К. П. Я попытаюсь обозначить основные вехи по всей нашей проблеме философии возраста. Если бы Александр Куприянович также прибег к такой форме представления своего содержательного и во многом новаторского материала, то его выводы, наверняка, прозвучали бы иначе, чем мои. Напомню хотя бы его формулу индивидуального возраста: «возраст как минимальный внутренний объем бытия во времени, Sein als Zeit (бытие как время)».
Будем помнить, что «краткие выводы» в нашем случае – это вовсе не обязательный ритуал, но всего лишь риторический прием.
Итак, первое: что есть возраст? Возраст для меня – это столкновение циклического и линейного времени. Я упоминал, что относительно индивидуальности линейное время присутствует как концепт бессмертия или как идея авторствования – как «попытка создать нетленное» (выход к бессмертию через материализацию).
Второе. Для оценки возраста я предлагаю некий, как мне представляется, конструктивный критерий: возраст может быть оценен с точки зрения отношения к дому. Скажи мне, как ты относишься к дому, и я скажу, в каком ты возрасте. Или ты строишь дом, или готовишь его для следующих поколений, или уютно пригрелся в родительском гнёздышке. В качестве примера возьмем «Кота в сапогах». Старшему брату достается мельница, так сказать, «родовой замок». Младшему достается кот, метафора номада, метафора свободного движения. В данном случае младший и оказался наиболее «успешным», разрешившим загадку дома. В русских семьях нередко младшенький остаётся с родителями, тогда как старшие вылетают из гнезда (или их оттуда выталкивают).

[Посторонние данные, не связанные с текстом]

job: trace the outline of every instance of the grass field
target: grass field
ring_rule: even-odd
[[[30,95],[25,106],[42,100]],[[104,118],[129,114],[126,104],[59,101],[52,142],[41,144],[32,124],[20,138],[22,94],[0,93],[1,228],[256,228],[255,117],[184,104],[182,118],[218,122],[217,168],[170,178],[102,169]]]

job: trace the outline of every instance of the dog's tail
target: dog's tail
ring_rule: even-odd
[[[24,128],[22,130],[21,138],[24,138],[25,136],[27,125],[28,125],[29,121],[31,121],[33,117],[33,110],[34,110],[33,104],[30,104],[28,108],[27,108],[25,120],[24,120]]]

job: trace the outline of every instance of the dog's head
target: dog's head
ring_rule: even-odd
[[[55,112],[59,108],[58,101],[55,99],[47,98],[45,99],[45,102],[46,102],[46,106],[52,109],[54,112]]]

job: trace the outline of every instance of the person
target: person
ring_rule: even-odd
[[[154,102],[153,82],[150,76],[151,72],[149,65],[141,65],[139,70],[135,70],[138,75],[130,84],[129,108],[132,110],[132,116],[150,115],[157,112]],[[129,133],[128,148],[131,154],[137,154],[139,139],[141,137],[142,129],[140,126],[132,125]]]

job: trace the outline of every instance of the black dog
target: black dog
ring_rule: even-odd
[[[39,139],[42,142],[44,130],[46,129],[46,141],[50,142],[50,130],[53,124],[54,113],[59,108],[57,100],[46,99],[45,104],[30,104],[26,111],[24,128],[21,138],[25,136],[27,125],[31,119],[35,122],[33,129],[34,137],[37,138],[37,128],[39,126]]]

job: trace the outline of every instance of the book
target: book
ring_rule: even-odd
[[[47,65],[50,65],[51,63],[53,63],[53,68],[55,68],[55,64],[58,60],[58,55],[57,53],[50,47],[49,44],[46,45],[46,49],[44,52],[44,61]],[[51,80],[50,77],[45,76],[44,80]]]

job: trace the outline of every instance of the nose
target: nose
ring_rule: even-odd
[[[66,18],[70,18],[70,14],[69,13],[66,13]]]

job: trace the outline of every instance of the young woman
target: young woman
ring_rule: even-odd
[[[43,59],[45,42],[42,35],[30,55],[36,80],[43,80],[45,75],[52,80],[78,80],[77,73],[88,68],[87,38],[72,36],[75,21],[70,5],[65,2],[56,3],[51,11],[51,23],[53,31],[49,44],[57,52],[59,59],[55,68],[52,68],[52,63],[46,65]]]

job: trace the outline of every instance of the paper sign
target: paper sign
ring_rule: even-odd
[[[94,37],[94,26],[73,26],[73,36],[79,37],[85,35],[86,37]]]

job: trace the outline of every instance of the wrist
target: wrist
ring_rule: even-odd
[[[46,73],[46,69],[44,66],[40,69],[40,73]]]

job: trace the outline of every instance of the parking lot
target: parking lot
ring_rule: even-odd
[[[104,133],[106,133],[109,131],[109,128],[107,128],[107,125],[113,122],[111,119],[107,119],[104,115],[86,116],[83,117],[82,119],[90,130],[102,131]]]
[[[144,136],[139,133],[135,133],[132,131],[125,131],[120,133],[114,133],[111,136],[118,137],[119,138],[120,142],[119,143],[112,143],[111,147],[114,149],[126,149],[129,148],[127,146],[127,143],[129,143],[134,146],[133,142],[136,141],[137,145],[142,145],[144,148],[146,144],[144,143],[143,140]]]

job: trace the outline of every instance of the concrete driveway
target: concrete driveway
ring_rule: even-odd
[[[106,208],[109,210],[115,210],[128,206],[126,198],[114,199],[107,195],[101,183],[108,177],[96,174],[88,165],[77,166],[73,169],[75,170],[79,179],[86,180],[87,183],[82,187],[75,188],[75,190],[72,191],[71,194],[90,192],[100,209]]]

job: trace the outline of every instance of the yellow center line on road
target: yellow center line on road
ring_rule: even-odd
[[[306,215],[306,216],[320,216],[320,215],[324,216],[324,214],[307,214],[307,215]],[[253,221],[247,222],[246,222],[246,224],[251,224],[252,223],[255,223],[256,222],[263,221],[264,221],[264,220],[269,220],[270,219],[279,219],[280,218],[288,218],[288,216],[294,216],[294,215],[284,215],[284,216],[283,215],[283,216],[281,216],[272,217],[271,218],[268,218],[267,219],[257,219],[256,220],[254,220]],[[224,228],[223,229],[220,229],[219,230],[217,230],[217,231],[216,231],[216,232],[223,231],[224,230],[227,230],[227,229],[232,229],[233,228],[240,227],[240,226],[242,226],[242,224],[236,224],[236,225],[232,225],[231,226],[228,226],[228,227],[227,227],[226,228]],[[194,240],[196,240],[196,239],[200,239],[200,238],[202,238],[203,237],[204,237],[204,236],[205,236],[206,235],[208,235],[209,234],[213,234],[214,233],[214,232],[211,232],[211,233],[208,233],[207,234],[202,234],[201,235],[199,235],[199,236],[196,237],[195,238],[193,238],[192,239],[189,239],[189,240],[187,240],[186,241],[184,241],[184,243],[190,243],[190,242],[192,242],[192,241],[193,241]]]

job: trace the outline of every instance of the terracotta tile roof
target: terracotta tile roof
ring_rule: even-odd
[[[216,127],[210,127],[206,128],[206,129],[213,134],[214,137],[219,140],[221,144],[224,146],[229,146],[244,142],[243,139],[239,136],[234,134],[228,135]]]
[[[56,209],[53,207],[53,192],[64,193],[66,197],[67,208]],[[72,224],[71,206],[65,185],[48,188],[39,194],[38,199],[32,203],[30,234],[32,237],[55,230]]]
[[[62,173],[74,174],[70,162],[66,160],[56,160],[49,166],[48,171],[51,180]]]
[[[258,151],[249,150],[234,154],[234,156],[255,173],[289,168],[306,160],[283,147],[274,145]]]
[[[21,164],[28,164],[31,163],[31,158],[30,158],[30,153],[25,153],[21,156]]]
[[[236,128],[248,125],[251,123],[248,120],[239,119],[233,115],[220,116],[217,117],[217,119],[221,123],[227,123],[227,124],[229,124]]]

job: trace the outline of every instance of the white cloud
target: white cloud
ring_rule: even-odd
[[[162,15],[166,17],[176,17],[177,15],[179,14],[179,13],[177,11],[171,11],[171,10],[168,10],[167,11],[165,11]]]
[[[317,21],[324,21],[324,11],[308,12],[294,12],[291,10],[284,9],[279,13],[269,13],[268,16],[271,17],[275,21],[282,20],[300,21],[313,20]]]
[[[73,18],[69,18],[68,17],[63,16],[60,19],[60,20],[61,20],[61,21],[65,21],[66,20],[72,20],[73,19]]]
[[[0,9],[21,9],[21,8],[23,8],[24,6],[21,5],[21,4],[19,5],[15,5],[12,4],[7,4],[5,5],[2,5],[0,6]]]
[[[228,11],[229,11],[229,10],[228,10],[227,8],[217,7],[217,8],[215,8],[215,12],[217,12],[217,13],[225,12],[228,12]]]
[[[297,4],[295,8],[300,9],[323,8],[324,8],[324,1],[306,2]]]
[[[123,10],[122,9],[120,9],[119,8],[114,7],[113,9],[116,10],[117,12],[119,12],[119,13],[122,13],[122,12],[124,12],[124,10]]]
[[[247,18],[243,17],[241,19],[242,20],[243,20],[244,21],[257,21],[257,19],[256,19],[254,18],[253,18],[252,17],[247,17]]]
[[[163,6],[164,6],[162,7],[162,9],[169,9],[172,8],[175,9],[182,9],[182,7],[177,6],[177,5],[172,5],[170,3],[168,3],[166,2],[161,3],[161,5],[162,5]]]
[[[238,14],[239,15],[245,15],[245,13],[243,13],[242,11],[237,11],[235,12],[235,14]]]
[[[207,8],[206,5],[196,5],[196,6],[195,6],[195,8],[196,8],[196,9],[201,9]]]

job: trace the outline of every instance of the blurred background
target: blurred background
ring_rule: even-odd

Наконец, третье. В зависимости от того, какую стратегию бытия ты выбираешь, можно выделить возраст материальный и возраст духовный. Есть люди, проживающие только материальную стратегию и только материальный возраст, а есть люди, проживающие возраст духовный. Чаще всего люди живут в этих двух возрастах одновременно.
Вспомним роман Э. Канетти «Ослепление»127. В нем повествуется об учёном-китаисте, который заложил окна стеллажами с книгами и пытается замкнуться в коконе своей духовной жизни. Этот человек выбирает только духовное развитие. Но такая однобокость в романе Э. Канетти заканчивается печально. Впрочем, как мне представляется, значим сам этот безумный донкихотский порыв сосредоточения на духовности, попытка преодоления материальной цикличности мира, выхода за его пределы. Императив человека, да и социума, в том, чтобы иметь ясный горизонт духовного возраста, не упуская из виду возраст материальный.